Earlier research by Dr. Mesri reveals that cells expressing vGPCR alone undergo an "angiogenic switch," where a cell, such as a tumor cell, is able to recruit new blood vessels. Cells expressing vGPCR produce large amounts of VEGF, or Vascular Endothelial Growth Factor, a molecule critical for the formation of new blood vessels. It is already known that VEGF is capable of prolonging the life of endothelial cells, indicating that an increase in VEGF production, through vGPCR signaling, could begin a positive feedback loop, immortalizing the endothelial cell and driving it towards oncogenesis. VEGF may be vGPCR's accomplice in crime.

The new study in Cancer Cell shows that this is exactly the case. Endothelial cells expressing vGPCR produce more VEGF, causing the cells to increase their expression of the receptor for VEGF--KDR. Signaling from KDR not only tells the cells to make more VEGF, but also sends survival signals, leading to immortalization of the endothelial cells.Ê

New experiments indicate that, at this point, vGPCR is not needed anymore; the external sources of VEGF are enough to continue the cycle. Now that the criminal has completed his "hit," he could "run" and no longer be expressed by the endothelial cell.Ê

The VEGF secreted by the infected endothelial cell does not only affect the one cell that produces it; all surrounding endothelial cells will react to the VEGF. In other infected and immortalized cells, VEGF will compensate for the lack of vGPCR signaling, while in uninfected cells, VEGF will stimulate proliferation, propagating the damage. Therefore, as long as there are infected cells making VEGF, Kaposi's Sarcoma tumor cells can progress without vGPCR expression. The crime continues even after the criminal has left the scene.

"This research points to the effects of vGPCR signaling and VEGF-KDR activation as critical mediators of Kaposi's Sarcoma pathogenesis," states Dr. Mesri, "thus promising new targets for Kaposi's Sarcoma therapy."

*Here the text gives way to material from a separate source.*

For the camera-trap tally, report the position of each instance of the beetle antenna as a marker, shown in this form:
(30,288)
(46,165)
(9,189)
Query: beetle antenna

Dr. Enrique Mesri is also Director of the Laboratory of Viral Oncogenesis in the Division of Hematology-Oncology at Weill Cornell Medical College. Dr. Roy Silverstein, Dr. Shahin Rafii, and Dr. Sergio Dias from the Division of Hematology-Oncology are collaborators on this research. Co-first author Dr. Carlos Bais, who is presently at the Howard Hughes Medical Institute at Columbia University College of Physicians & Surgeons, is responsible for initiating the project, along with Dr. Albert Van Geelen, currently at the Center for Comparative Medicine at University of California, Davis. Pilar Eroles, Agata Mutlu, and Chiara Chiozzini of Weill Cornell also contributed to this work.

The research was supported by the American Cancer Society, the National Institute of Allergy and Infectious Diseases, the National Cancer Institute, the American Heart Association, the Dorothy Rodbell Cohen Foundation for Sarcoma Research, the New York Community Trust, and the Charles Offin Charitable Trust.